How to extend EC2 CloudWatch custom metrics and dashboards to Auto Scaling Group so new instances automatically install agent, push CPU/memory/disk metrics, and update dashboards ?

1

I have created a terraform script that launches a new EC2 instance, installs the CloudWatch agent, pushes CPU, memory, and disk metrics, and also creates a custom dashboard for these metrics. Now, I would like to extend this setup to the Auto Scaling Group (ASG) level. Specifically, whenever the load increases on the current instance, the ASG should automatically launch a new instance.

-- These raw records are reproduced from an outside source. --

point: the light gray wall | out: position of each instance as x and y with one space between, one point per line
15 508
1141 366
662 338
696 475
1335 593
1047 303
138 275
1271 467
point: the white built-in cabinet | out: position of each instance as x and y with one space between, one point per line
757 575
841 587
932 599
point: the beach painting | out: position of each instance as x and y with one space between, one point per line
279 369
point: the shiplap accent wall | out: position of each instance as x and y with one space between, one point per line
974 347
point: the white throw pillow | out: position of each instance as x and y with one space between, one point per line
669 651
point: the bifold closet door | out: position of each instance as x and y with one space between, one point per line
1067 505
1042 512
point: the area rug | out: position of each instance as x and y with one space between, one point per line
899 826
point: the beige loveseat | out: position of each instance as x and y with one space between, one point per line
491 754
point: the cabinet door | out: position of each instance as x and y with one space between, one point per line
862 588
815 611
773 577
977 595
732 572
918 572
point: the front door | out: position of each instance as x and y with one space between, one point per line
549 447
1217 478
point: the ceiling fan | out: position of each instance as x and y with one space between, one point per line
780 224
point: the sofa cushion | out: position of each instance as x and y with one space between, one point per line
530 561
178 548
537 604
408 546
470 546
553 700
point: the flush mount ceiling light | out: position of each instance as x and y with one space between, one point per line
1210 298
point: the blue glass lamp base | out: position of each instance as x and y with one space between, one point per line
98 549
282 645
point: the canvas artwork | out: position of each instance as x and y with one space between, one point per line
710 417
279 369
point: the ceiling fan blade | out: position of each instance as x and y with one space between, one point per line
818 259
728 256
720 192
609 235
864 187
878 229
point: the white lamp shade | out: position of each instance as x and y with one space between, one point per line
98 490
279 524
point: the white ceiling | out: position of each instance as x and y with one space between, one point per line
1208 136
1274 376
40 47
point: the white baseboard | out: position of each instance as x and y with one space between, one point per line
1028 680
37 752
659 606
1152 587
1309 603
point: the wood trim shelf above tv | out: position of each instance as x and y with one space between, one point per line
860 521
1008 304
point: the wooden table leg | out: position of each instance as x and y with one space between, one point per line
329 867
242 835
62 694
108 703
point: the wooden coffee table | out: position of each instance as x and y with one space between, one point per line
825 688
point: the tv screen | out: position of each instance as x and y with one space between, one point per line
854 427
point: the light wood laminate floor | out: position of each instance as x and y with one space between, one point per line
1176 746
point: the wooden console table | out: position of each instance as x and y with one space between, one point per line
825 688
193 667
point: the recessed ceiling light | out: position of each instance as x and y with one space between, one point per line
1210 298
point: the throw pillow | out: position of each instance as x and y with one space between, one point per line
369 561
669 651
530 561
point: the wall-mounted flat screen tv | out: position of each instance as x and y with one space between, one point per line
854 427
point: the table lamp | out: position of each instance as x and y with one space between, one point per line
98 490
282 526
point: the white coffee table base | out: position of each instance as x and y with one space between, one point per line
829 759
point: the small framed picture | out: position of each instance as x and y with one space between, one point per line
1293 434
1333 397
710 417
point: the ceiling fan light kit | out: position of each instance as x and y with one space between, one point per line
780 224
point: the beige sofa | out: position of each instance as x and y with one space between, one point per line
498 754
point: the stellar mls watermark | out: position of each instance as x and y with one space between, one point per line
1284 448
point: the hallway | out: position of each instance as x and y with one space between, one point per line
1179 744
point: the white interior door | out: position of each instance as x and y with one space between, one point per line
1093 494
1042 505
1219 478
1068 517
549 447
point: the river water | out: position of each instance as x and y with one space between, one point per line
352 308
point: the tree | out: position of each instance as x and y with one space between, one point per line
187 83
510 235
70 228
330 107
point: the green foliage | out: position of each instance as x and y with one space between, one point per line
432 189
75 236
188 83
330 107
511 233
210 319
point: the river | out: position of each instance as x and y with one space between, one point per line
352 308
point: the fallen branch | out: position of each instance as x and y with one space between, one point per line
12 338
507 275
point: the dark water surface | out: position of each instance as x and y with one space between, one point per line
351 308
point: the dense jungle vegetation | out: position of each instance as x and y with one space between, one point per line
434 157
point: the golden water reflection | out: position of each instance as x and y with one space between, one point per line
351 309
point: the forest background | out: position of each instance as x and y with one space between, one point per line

On every newly launched instance, the CloudWatch agent should be installed automatically to push the custom metrics, and the custom dashboard should also be created.

asked 8 months ago203 views
4 Answers
0

Bake the CloudWatch Agent into the Launch Template

ASGs don’t run “user data” every time in the same way you did for a single instance, so the Launch Template (or Launch Configuration) is where you install the agent.

In Terraform, update your launch template’s user_data to include:

#!/bin/bash
yum install -y amazon-cloudwatch-agent
/opt/aws/amazon-cloudwatch-agent/bin/amazon-cloudwatch-agent-ctl \
  -a fetch-config -m ec2 \
  -c ssm:AmazonCloudWatch-linux \
  -s

The -c ssm:AmazonCloudWatch-linux pulls the config from Systems Manager (SSM) Parameter Store — so you don’t hardcode JSON in user data. That way, all instances in the ASG stay consistent.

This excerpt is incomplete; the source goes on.